As I mentioned yesterday, the propagator (which we discussed in class Saturday and will discuss in class Monday) is unable to solve the problem on its own. But give it one more letter, and it finds it.  Here is a trace of assigned and unassigned variables. 

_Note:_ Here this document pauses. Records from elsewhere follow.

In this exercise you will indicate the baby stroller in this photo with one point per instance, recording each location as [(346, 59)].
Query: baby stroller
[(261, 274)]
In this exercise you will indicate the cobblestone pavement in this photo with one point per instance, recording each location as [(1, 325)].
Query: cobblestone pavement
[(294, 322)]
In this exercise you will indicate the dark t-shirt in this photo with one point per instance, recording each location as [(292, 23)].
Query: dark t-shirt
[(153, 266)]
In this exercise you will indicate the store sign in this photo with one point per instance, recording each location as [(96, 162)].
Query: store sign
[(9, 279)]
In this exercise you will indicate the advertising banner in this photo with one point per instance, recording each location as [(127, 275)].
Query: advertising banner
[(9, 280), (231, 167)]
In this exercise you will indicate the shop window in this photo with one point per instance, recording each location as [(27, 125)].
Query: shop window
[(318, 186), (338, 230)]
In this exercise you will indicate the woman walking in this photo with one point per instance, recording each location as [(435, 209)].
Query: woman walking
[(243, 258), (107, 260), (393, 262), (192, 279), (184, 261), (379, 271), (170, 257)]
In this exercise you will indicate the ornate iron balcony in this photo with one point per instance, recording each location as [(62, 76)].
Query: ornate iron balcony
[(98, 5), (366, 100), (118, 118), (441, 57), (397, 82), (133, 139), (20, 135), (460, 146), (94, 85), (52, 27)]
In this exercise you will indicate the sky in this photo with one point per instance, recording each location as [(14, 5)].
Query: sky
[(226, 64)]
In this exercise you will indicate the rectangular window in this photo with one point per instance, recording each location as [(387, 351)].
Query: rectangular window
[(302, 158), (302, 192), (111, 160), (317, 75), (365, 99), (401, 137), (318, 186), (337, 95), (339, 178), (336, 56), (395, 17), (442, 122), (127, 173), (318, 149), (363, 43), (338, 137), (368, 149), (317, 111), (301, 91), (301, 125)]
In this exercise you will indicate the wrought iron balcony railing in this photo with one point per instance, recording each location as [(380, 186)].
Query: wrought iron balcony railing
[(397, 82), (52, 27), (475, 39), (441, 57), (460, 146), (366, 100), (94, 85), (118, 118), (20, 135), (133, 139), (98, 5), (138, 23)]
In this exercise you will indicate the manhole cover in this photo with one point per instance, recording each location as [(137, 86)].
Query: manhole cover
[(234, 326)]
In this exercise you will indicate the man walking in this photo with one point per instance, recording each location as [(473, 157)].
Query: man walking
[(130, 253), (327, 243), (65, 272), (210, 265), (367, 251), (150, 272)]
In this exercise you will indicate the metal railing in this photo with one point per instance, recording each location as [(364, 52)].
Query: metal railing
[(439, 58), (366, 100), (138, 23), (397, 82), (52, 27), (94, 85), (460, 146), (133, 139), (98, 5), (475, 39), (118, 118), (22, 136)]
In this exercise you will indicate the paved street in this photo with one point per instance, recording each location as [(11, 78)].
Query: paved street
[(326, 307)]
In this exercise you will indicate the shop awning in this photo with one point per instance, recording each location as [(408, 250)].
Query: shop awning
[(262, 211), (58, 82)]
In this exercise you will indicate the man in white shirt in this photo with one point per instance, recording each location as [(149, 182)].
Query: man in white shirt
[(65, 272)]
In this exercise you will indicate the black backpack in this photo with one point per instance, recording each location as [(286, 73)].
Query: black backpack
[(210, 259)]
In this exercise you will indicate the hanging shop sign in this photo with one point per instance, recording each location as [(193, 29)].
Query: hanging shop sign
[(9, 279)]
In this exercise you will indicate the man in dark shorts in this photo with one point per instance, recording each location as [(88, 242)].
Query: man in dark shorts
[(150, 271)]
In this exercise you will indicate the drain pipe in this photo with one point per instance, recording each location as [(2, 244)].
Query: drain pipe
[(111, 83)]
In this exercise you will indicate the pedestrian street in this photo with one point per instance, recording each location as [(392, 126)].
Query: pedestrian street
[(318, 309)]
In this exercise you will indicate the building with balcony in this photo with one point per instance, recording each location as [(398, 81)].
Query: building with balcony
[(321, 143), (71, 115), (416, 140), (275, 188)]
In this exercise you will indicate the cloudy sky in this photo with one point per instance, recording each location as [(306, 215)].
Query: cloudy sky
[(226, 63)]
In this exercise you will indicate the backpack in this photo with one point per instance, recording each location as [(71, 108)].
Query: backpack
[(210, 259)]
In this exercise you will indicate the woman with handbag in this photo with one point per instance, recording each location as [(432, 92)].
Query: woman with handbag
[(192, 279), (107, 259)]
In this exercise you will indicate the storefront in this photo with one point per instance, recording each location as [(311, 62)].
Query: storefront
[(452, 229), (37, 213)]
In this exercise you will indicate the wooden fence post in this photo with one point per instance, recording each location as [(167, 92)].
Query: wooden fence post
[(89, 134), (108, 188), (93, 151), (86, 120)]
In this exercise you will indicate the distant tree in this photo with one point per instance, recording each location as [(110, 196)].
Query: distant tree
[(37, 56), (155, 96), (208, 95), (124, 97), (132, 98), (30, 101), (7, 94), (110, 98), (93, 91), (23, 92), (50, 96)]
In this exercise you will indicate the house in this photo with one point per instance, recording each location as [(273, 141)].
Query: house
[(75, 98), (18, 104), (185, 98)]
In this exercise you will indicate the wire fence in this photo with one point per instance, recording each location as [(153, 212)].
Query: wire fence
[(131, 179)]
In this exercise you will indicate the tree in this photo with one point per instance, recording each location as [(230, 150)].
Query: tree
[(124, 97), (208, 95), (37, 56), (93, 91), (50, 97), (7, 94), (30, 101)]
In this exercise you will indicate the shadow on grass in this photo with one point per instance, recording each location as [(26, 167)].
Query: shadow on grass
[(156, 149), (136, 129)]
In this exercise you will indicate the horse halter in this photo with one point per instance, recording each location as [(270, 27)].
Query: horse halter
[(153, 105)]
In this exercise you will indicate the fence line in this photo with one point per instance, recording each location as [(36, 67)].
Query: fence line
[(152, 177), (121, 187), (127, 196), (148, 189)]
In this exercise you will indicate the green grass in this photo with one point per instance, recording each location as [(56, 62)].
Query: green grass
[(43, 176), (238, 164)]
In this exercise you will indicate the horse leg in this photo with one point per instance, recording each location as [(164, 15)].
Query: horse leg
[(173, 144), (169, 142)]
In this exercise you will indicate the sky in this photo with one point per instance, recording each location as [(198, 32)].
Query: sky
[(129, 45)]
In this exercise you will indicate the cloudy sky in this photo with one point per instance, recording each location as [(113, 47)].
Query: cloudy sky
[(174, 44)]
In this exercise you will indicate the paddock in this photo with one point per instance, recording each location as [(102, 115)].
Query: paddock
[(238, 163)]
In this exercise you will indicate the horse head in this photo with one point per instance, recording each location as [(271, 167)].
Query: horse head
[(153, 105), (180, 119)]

Problem: ['SEND', 'MORE', 'MONEY']
Columns:
4. (('C4', '_', '_'), ('C5', 'M'))
3. (('C3', 'S', 'M'), ('C4', 'O'))
2. (('C2', 'E', 'O'), ('C3', 'N'))
1. (('C1', 'N', 'R'), ('C2', 'E'))
0. (('C0', 'D', 'E'), ('C1', 'Y'))

Initial domains: {'M': {1}, 'C0': {0}, 'C4': {1}, 'C5': {0}, '_': {0}, 'C1': {0, 1}, 'C2': {0, 1}, 'C3': {0, 1}, 'S': {2, 3, 4, 5, 6, 7, 8, 9}, 'N': {0, 2, 3, 4, 5, 6, 7, 8, 9}, 'E': {0, 2, 3, 4, 5, 6, 7, 8, 9}, 'R': {0, 2, 3, 4, 5, 6, 7, 8, 9}, 'Y': {0, 2, 3, 4, 5, 6, 7, 8, 9}, 'O': {0, 2, 3, 4, 5, 6, 7, 8, 9}, 'D': {0, 2, 3, 4, 5, 6, 7, 8, 9}}

Initial state:
assigned: {'M': 1, 'C0': 0, 'C4': 1, 'C5': 0, '_': 0};
unassigned: ['N', 'E', 'R', 'Y', 'O', 'D', 'S', 'C1', 'C2', 'C3']

State after initial propagation
assigned: {'M': 1, 'S': 9, 'O': 0, 'C0': 0, 'C3': 0, 'C4': 1, 'C5': 0, '_': 0};
unassigned: ['E', 'D', 'Y', 'N', 'R', 'C1', 'C2']

Propagation after E = 5
assigned: {'M': 1, 'S': 9, 'O': 0, 'E': 5, 'D': 7, 'Y': 2, 'N': 6, 'R': 8, 'C0': 0, 'C1': 1, 'C2': 1, 'C3': 0, 'C4': 1, 'C5': 0, '_': 0};
unassigned: []

  SEND ->  9567
+ MORE ->  1085
------    -----
 MONEY -> 10652

{'M': 1, 'S': 9, 'O': 0, 'E': 5, 'D': 7, 'Y': 2, 'N': 6, 'R': 8}

Solution found after 4 assignments!

Process finished with exit code 0
 

The initial state is the information we give it: M = 1; C4 = 1. C0 and C5 are variables for the carry into the left-most column and the carry out of the rightmost. They are both set to 0. '_' is an anonymous variable that fills in the open positions to the left of SEND and MORE. Given these additional variables, all the columns have the same structure.

A single propagation finds S = 9, O = 0, and C3 = 0.

If we order the variables so that E is the next one to be given a value, the search function will try E = 2, E = 3, E = 4, and E = 5. The propagator finds that E = 2, 3, or 4 leads to a contradiction. When we try E = 5, the propagator finds the rest of the values. So the 4 trial assignments to E are all that are required to solve the problem.

Since E appears more often than any other letter, it makes sense to try it after the first propagation. In fact, that heuristic succeeds for this problem.

Update. Interestingly, It also gets the solution after 4 assignments if you put Y before E.  But the reason is that it first assigns Y = 2. Finding that to be consistent, it goes on to E. Since 2 is taken it tries E from 3 to 5, at which point it gets the solution. So putting Y first simply eliminates one of the possibilities for E, thereby using the same number of assignments.